April 22, 2013|By MATTHEW UMSTEAD | matthewu@herald-mail.com
  • Jeremy Anne Knight assists Martinsburg (W.Va.) South Middle School eighth-grader Sarah Brotherton during math class last week. Knight has been named the 2013 Middle School Mathematics Teacher of the Year by the West Virginia Council of Teachers of Mathematics.
By Kevin G. Gilbert/Staff Photographer

MARTINSBURG, W.Va. — Martinsburg South Middle School teacher Jeremy Anne Knight’s attempt to avoid taking up the family profession only led her back into the fold.

“I came from a family of teachers, so I thought I was sure of the one thing I wasn’t going to do,” said Knight, who was recently named the 2013 middle school Mathematics Teacher of the Year by the West Virginia Council of Teachers of Mathematics.

Knight, 47, said she had to join the U.S. Army to figure out that teaching was in fact her professional calling in life after all.

“I ran away from it,” said Knight, who grew up on Long Island, N.Y.

At the University of Virginia, she was in the Army ROTC Cavalier Battalion and enlisted as an officer upon graduating with a degree in English.

Her four-year stint in active duty serving with the signal corps included five or six months in the Gulf War, but Knight said she was relatively far from the front lines in a military communications role.

It was while working with others in the Army that Knight said she realized her teaching abilities and decided to change careers.

After serving as an Army reservist, Knight left the military with the rank of captain.

She said she moved to the Mountain State after meeting her husband, Scott, “a West Virginia boy.”

Knight went on to attend West Virginia State College and Marshall University and began her teaching career in Kanawha County about 16 years ago. 

There, she taught English, but always liked math, Knight said.
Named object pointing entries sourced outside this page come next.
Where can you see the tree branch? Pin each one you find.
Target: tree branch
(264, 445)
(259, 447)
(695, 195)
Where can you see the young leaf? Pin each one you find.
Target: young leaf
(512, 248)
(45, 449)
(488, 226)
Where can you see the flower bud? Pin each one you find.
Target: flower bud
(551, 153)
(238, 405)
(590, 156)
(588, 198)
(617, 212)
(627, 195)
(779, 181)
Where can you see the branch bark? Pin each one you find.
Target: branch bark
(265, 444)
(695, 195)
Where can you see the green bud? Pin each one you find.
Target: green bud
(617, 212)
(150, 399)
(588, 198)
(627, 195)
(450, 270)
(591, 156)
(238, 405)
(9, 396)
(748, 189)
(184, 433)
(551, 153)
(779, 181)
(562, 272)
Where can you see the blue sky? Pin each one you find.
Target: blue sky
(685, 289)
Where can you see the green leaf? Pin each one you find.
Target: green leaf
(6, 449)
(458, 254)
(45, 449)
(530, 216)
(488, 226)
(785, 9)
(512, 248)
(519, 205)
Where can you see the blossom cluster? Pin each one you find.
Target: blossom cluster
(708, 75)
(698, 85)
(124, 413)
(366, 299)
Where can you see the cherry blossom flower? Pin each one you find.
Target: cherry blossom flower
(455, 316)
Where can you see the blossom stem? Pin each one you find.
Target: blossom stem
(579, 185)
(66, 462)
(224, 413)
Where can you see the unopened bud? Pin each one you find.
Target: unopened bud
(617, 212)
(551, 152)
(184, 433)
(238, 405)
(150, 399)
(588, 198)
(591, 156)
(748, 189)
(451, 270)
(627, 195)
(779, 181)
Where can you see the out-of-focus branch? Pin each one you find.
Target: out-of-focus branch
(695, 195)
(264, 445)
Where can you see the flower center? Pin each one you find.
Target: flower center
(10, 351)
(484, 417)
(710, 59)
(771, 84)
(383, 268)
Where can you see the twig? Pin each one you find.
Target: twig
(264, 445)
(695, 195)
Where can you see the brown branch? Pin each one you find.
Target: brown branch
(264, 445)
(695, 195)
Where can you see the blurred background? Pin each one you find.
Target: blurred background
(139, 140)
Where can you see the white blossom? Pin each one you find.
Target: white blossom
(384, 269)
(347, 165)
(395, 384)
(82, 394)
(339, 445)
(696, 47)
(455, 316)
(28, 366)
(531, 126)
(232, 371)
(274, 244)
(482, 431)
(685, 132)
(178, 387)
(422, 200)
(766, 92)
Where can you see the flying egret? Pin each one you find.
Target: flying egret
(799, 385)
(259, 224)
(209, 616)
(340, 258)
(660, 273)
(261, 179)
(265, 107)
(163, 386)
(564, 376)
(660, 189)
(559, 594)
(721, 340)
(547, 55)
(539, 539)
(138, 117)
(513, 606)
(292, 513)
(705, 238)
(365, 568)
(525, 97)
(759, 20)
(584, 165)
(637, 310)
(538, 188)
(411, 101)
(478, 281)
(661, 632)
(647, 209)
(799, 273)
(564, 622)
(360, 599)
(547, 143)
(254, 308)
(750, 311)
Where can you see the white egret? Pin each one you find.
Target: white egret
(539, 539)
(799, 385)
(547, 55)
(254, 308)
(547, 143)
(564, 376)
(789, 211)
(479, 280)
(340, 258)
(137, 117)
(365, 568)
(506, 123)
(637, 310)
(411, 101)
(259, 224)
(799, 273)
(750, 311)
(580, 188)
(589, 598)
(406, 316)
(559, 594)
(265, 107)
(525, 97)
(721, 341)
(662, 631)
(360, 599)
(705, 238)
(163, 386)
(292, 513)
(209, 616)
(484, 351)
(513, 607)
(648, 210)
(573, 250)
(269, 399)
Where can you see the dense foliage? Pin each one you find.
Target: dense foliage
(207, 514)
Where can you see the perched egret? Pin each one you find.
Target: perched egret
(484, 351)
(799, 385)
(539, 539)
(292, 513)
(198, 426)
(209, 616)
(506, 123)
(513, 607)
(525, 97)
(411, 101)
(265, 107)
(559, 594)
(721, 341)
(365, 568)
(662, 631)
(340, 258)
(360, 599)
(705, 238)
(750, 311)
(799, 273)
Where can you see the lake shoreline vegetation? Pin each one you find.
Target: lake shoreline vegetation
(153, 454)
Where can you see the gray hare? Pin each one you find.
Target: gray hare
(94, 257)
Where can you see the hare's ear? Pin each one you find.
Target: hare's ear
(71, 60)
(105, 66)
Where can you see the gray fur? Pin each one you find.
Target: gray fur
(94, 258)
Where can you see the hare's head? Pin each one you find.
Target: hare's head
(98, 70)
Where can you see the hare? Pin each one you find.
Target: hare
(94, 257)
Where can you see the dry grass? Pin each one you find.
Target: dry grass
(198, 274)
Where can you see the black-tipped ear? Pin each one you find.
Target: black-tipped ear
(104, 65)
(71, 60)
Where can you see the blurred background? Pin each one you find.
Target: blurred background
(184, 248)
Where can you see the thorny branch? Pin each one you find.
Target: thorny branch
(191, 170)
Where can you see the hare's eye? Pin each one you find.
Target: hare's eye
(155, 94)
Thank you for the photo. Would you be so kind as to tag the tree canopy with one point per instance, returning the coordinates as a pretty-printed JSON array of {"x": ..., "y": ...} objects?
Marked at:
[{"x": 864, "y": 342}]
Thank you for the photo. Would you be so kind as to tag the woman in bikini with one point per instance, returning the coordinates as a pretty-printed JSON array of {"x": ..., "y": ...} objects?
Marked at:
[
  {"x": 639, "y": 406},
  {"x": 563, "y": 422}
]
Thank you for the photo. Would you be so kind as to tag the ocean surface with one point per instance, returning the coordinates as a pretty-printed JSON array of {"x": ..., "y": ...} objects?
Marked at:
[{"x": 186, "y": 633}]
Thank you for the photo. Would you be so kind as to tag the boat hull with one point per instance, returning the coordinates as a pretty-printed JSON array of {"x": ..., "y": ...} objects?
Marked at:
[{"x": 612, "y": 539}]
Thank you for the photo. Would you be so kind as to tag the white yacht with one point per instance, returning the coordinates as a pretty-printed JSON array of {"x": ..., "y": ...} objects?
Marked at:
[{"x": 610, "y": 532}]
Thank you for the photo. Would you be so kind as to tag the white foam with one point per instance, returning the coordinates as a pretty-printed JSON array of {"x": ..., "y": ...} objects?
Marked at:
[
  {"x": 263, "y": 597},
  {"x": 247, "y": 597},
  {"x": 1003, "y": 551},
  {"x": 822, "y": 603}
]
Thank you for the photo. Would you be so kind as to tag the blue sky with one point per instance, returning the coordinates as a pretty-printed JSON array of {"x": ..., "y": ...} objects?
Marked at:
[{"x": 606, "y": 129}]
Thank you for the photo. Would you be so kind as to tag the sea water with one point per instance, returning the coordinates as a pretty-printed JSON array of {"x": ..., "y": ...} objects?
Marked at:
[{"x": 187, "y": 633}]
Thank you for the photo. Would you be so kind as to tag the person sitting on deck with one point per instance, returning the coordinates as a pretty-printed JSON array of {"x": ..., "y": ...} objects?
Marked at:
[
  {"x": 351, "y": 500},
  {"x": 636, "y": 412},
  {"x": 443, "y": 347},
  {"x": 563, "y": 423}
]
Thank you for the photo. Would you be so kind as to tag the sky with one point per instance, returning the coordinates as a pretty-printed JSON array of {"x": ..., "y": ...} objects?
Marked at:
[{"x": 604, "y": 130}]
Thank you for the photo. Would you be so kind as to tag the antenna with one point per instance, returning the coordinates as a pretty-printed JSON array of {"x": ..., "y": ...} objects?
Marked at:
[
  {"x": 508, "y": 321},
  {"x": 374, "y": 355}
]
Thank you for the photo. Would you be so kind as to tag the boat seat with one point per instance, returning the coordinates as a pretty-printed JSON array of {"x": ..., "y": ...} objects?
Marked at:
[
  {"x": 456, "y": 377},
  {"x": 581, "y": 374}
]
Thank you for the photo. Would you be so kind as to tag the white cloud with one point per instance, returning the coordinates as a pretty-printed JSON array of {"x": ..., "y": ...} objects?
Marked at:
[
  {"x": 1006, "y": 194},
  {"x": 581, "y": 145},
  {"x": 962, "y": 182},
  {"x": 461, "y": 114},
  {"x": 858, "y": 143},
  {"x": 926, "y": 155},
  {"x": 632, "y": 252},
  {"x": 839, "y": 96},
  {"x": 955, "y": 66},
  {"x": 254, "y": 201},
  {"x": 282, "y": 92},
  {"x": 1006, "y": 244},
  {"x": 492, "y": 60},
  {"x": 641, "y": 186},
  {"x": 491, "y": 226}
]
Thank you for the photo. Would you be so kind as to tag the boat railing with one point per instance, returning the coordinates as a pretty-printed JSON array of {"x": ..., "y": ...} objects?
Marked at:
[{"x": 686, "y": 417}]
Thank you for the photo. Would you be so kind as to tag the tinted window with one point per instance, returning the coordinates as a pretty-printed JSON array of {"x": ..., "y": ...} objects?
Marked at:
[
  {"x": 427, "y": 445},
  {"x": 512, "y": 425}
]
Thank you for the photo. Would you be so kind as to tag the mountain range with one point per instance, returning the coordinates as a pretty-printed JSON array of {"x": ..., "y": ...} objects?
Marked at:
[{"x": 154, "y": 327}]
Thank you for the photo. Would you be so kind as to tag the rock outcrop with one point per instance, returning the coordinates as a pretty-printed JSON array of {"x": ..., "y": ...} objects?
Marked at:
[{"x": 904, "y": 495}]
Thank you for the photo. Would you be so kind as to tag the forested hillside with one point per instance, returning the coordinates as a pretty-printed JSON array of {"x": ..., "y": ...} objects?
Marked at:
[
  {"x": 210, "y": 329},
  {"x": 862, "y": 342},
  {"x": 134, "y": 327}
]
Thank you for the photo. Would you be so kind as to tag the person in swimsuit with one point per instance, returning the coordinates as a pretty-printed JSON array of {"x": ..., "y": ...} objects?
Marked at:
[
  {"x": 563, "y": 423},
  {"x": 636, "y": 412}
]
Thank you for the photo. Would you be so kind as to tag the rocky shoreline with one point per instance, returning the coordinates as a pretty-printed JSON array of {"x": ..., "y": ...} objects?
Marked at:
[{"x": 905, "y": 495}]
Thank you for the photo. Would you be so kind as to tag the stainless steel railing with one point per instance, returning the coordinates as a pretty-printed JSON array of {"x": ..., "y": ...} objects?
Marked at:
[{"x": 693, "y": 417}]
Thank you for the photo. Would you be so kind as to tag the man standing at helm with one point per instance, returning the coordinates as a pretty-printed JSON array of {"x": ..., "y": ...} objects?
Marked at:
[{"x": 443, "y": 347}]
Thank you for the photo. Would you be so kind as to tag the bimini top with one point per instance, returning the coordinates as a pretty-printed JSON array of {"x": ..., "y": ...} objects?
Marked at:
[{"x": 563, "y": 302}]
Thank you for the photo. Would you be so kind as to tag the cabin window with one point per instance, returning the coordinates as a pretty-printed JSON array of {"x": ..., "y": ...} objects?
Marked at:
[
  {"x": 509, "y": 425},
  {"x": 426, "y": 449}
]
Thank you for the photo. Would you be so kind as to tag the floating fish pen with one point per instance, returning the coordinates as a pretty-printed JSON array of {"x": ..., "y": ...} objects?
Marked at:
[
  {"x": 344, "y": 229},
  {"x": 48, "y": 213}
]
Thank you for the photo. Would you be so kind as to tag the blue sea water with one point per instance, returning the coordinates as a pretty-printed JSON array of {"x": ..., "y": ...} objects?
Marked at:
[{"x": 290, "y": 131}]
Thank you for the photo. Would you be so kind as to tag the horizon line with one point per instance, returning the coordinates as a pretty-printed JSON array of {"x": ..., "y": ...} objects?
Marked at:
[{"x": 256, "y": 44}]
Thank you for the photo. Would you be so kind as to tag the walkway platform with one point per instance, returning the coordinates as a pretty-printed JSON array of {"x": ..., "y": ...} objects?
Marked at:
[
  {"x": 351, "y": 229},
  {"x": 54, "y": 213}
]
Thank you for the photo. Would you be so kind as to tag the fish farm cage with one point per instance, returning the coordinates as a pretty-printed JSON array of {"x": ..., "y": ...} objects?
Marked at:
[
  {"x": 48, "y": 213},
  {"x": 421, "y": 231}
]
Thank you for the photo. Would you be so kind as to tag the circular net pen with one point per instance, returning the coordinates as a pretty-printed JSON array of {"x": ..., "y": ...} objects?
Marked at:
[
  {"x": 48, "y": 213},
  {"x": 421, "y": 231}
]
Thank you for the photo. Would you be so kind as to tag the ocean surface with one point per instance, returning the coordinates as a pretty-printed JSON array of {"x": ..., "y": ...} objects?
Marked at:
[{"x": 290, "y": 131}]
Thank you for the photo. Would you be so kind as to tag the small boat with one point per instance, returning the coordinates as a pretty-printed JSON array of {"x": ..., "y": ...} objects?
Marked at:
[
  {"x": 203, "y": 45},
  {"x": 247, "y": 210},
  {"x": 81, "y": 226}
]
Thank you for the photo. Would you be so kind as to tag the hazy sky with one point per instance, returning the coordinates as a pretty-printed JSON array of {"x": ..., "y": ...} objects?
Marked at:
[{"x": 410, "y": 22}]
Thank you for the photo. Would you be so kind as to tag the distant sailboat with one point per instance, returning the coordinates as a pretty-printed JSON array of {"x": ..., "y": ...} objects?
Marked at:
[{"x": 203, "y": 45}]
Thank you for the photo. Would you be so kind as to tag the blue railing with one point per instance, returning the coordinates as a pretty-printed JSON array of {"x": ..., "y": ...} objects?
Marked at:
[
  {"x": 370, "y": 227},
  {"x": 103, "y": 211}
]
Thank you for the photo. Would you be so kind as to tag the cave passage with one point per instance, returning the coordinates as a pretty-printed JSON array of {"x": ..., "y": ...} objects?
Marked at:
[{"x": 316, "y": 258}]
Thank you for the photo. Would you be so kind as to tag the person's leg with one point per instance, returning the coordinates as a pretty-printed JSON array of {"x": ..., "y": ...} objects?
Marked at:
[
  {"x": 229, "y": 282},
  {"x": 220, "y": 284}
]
Knight said the couple moved to Berkeley County after her husband landed a job at the U.S. Fish & Wildlife Service near Shepherdstown, W.Va.

The move ultimately led Knight to her job teaching math for Berkeley County Schools, where she has taught for eight years.

In recognizing Knight, the state math teacher council saluted Knight for her contributions at the state and local level.

“Always extremely articulate, Jeremy demonstrated an understanding of both the content standards and the practice standards as she shared with teachers creative ideas and pedagogical methodologies that will be essential in effectively teaching these new standards,” the council said in a news release on the organization’s website.

“Her life experiences have provided her with a plethora of ideas to ignite the curiosity of students and encourage their continued interest in mathematics.”

Knight, who was a finalist for Berkeley County Teacher of the Year for 2010-11, received her National Board Certification in math in 2011.

“I don’t think I’ll ever go back (to English),” Knight said.